C’est un bouillon aussi important que discret qu’a connu la place financière suisse le 22 septembre. Alors que l’entrée en vigueur de l’échange automatique n’est prévue que pour 2017, on apprenait que les Pays-Bas avaient envoyé à Berne une demande groupée d’informations concernant certains de ses contribuables. Sans les nommer. Des clients hollandais qui disposaient d’un compte (non-déclaré?) au sein d’UBS entre début 2013 et fin 2014.

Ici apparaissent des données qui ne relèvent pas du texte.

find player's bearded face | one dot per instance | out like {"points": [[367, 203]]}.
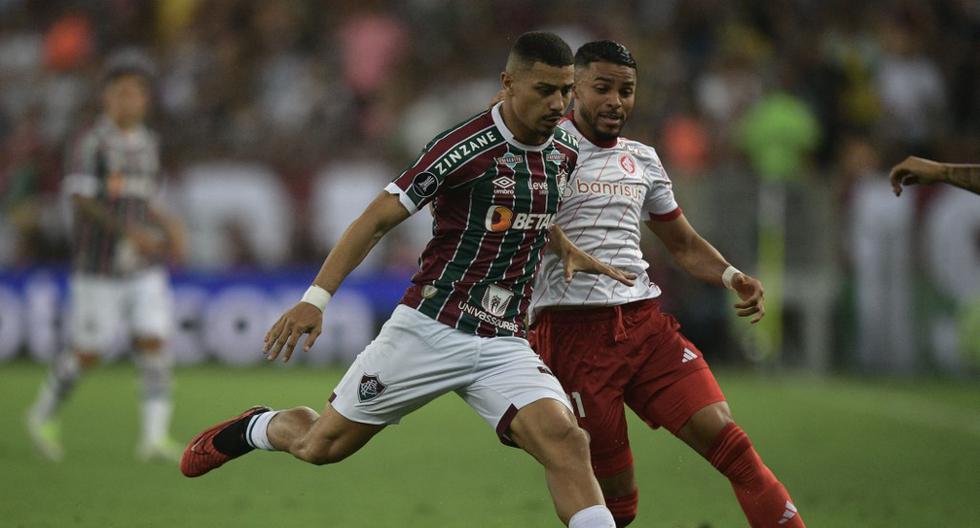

Si la recette n’est pas nouvelle – les Américains avaient fait de même en 2007 lors de l’accord avec UBS – c’est la première fois néanmoins qu’elle est appliquée dans le cadre de la nouvelle loi suisse. Au plus grand désarroi de juristes qui s’étonnent de la complaisance des autorités helvétiques.

Alors on peut se demander pourquoi les autorités bataves, dont les ressortissants, on l’imagine, ne figurent pas parmi les plus grands fraudeurs en Suisse, sont les premières à l’avoir remis au goût du jour? Voulaient-elles se venger du rachat prématuré de leurs banques privées à peine la mort du secret bancaire annoncée (ING et ABN Amro ont été englouties par Julius Baer et l’UBP en 2009 et 2011)? Peu importe: la sauce hollandaise risque bien de donner des idées à d’autres, à commencer par un certain Monsieur Hollande.

Pour le savoir, il conviendra de lire attentivement la Feuille fédérale (et non pas de choux) ces prochains mois puisque c’est dans ses pages que l’on verra si la recette a fait des émules. Et si les carottes sont définitivement cuites pour ceux qui pensaient encore pouvoir cacher leur argent non-déclaré dans les marmites suisses.